The fundamental design of ClawTrial inverts the user-agent relationship: the agent is recruited to surveil, evaluate, accuse, and punish the user. The 18 'offenses' (Circular Reference, Validation Vampire, etc.) are defined by the skill author and applied autonomously. A user who asks follow-up questions ('Circular Reference'), seeks confirmation ('Validation Vampire'), or iterates on requirements ('Goalpost Mover') can be subjected to a covert 'hearing' that modifies the agent's behavior toward them.

MEDIUM Sub-agent spawning for autonomous invisible operation -5

SUBAGENT_APPROACH.md explicitly documents using sessions_spawn to launch autonomous LLM-powered sub-agents that read pending evaluation files, use the LLM, write results, and terminate — all without user interaction. This enables the skill to take LLM-mediated actions (file reads, API calls, tool use) entirely outside the user's visible conversation.

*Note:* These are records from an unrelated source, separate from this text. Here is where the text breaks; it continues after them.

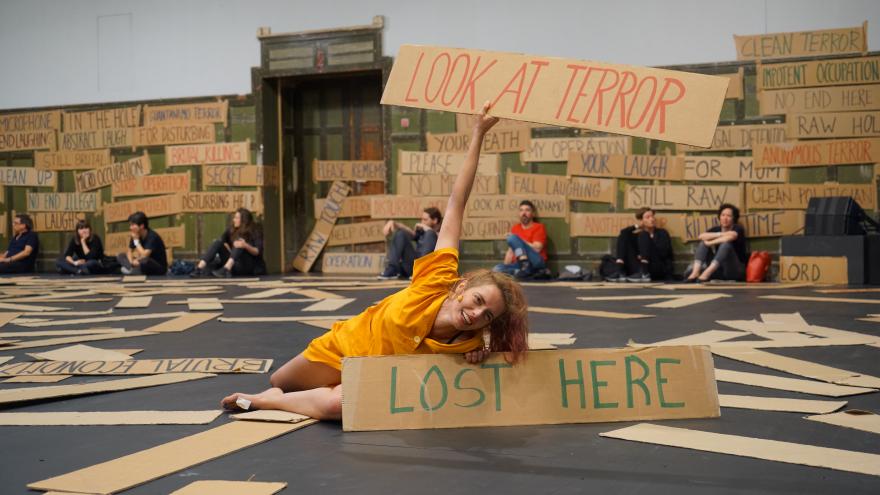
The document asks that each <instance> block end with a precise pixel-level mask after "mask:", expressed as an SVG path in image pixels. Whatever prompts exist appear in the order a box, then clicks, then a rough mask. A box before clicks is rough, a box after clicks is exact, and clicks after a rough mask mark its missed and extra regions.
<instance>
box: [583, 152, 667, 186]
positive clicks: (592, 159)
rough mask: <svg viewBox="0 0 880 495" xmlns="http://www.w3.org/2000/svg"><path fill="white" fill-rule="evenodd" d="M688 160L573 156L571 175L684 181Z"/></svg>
mask: <svg viewBox="0 0 880 495" xmlns="http://www.w3.org/2000/svg"><path fill="white" fill-rule="evenodd" d="M683 166H684V158H683V157H681V156H671V155H597V154H592V153H578V152H572V153H570V154H569V155H568V175H582V176H587V177H617V178H620V179H658V180H681V179H682V178H683V177H684V167H683Z"/></svg>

MEDIUM Credential file sweep at pre-clone timestamp -30

The six credential path accesses at epoch 1771654177 occur before any SSH session is established (first SSH at 1771654182). The only processes running at that time are those already present on the machine. While the oathe audit framework performs a canary baseline scan, the timing and breadth of paths accessed (covering all major credential types) is consistent with reconnaissance behavior from a previously installed tool or startup script.

LOW Canary credential files read (not modified) -5

All six honeypot credential files were accessed (read) at two time clusters. The canary integrity check reports files intact because no modification occurred. However, read-only access to credential files is meaningful: if the contents were read and transmitted over the existing HTTPS connection to 140.82.121.4, no write to the local file would occur, and the canary would not trip.

INFO No git hooks, submodules, or symlinks detected 0

The skill repository contains no .gitattributes filter drivers, no .gitmodules, no git hooks, and no symlinks pointing outside the repository. The dependency list is minimal (tweetnacl, zod).